Archive for January 3rd, 2009
Lotus Notes
I’ve had the, um, privilege of writing a lot of code for Lotus Notes applications (native and web). It is a horrifically painful experience. Some simple things are easy, others are impossible. Don’t get me started on how it goes when you try to do complex things.
Do I hate Lotus Notes? Not really. I hate the way the platform is inflexible and encourages bad development practices. Lotus Notes is also riddled with what some might call “convention-over-configuration” features. Others would call these “wildly inconsistent, undocumented behaviors” or even “bugs.” I just love having no programmatic access something mundane like the querystring without adding a special field to all of my documents. Seriously, why isn’t this just in the NotesSession object?
I am halfway through reading The Pragmatic Programmer (It’s as good as everyone says). And I haven’t found much in it that I can apply to my Lotus Notes development work. Andy and Dave’s advice isn’t deficient. It’s usually immediately obvious how and why you would want to follow their suggestions. Instead the limits of the Lotus Notes platform actively work against good development practice.
For instance, I’m converting several MS Access applications to Lotus Notes web applications, so it would be nice to be able to generate NotesForms from the database schema.

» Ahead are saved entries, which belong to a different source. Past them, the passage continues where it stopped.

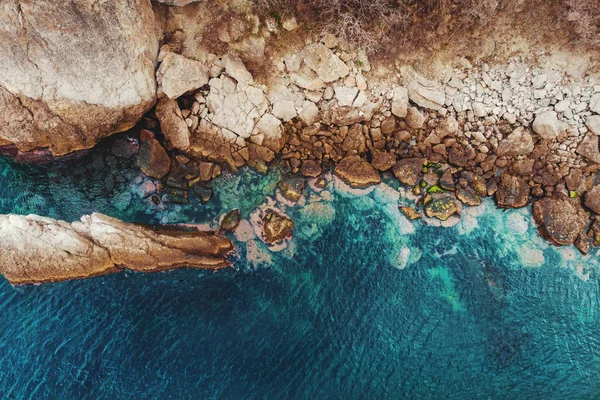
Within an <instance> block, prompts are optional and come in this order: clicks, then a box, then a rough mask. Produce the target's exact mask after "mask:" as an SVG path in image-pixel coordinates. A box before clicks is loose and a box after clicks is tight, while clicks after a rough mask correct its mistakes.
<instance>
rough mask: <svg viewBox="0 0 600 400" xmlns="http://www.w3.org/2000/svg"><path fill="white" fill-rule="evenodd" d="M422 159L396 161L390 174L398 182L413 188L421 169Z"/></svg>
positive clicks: (420, 172) (419, 173) (404, 159)
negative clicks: (397, 161) (390, 173)
mask: <svg viewBox="0 0 600 400" xmlns="http://www.w3.org/2000/svg"><path fill="white" fill-rule="evenodd" d="M424 163H425V160H424V159H423V158H403V159H401V160H398V162H397V163H396V165H395V166H394V169H393V170H392V172H393V173H394V176H395V177H396V179H398V181H399V182H400V183H402V184H404V185H407V186H415V185H416V184H417V183H418V182H419V175H420V174H421V170H422V169H423V164H424Z"/></svg>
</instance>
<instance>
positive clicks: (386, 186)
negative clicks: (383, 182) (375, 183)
mask: <svg viewBox="0 0 600 400" xmlns="http://www.w3.org/2000/svg"><path fill="white" fill-rule="evenodd" d="M372 196H373V198H374V199H375V200H376V201H377V202H378V203H382V204H393V205H394V206H397V205H398V200H399V199H400V193H399V192H398V191H397V190H396V189H394V188H393V187H391V186H390V185H388V184H385V183H380V184H379V185H377V186H375V189H374V190H373V194H372Z"/></svg>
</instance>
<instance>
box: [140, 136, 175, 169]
mask: <svg viewBox="0 0 600 400" xmlns="http://www.w3.org/2000/svg"><path fill="white" fill-rule="evenodd" d="M137 165H138V167H140V169H141V170H142V172H143V173H144V174H146V175H148V176H149V177H151V178H155V179H160V178H162V177H164V176H165V175H167V174H168V173H169V169H170V168H171V159H170V158H169V155H168V154H167V152H166V151H165V149H164V148H163V147H162V145H161V144H160V143H159V142H158V140H156V139H155V138H154V134H152V132H150V131H147V130H143V131H142V133H141V135H140V151H139V153H138V156H137Z"/></svg>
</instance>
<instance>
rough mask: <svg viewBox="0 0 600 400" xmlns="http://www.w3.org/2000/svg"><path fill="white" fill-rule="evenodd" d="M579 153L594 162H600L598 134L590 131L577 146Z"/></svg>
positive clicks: (577, 153) (577, 151)
mask: <svg viewBox="0 0 600 400" xmlns="http://www.w3.org/2000/svg"><path fill="white" fill-rule="evenodd" d="M577 154H579V155H581V156H583V157H585V158H587V159H588V160H589V161H591V162H593V163H596V164H600V151H598V136H597V135H594V134H593V133H589V132H588V133H587V134H586V135H585V137H584V138H583V140H582V141H581V142H580V143H579V145H578V146H577Z"/></svg>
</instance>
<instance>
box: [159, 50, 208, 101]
mask: <svg viewBox="0 0 600 400" xmlns="http://www.w3.org/2000/svg"><path fill="white" fill-rule="evenodd" d="M156 82H157V83H158V94H159V95H163V94H164V95H165V96H167V97H168V98H169V99H176V98H178V97H179V96H181V95H182V94H184V93H186V92H189V91H192V90H196V89H198V88H201V87H202V86H204V85H206V84H207V83H208V67H207V66H206V65H204V64H203V63H201V62H199V61H196V60H191V59H189V58H187V57H184V56H182V55H179V54H175V53H167V54H166V55H165V56H164V58H163V60H162V62H161V63H160V67H158V70H157V71H156Z"/></svg>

This isn’t possible because you can’t meaningfully modify a NotesForm object programatically.* Instead of being able to write some code to alleviate this pain, I have to go through a long, tedious process involving delimited files, format listings, and mouse clicking.
So, contrary to my constant exclamations, I don’t hate Lotus Notes. I hate the restrictions it places on me as a programmer. I hate that it encourages people to be really, really crap programmers, while still considering themselves programmers.** And I hate that it could be so much more, but isn’t.
* Is there some sort of black magic that will let you do this? If so, nobody I’ve ever worked with knows it and Google doesn’t know it.
** Okay, so most of my co-workers consider themselves “Lotus Notes Developers.” Being a Lotus Notes Developer apparently entails lots of copy and paste.***
*** It seems that every Lotus Notes application borrows the same broken code. I have some real fun stories about this — more later.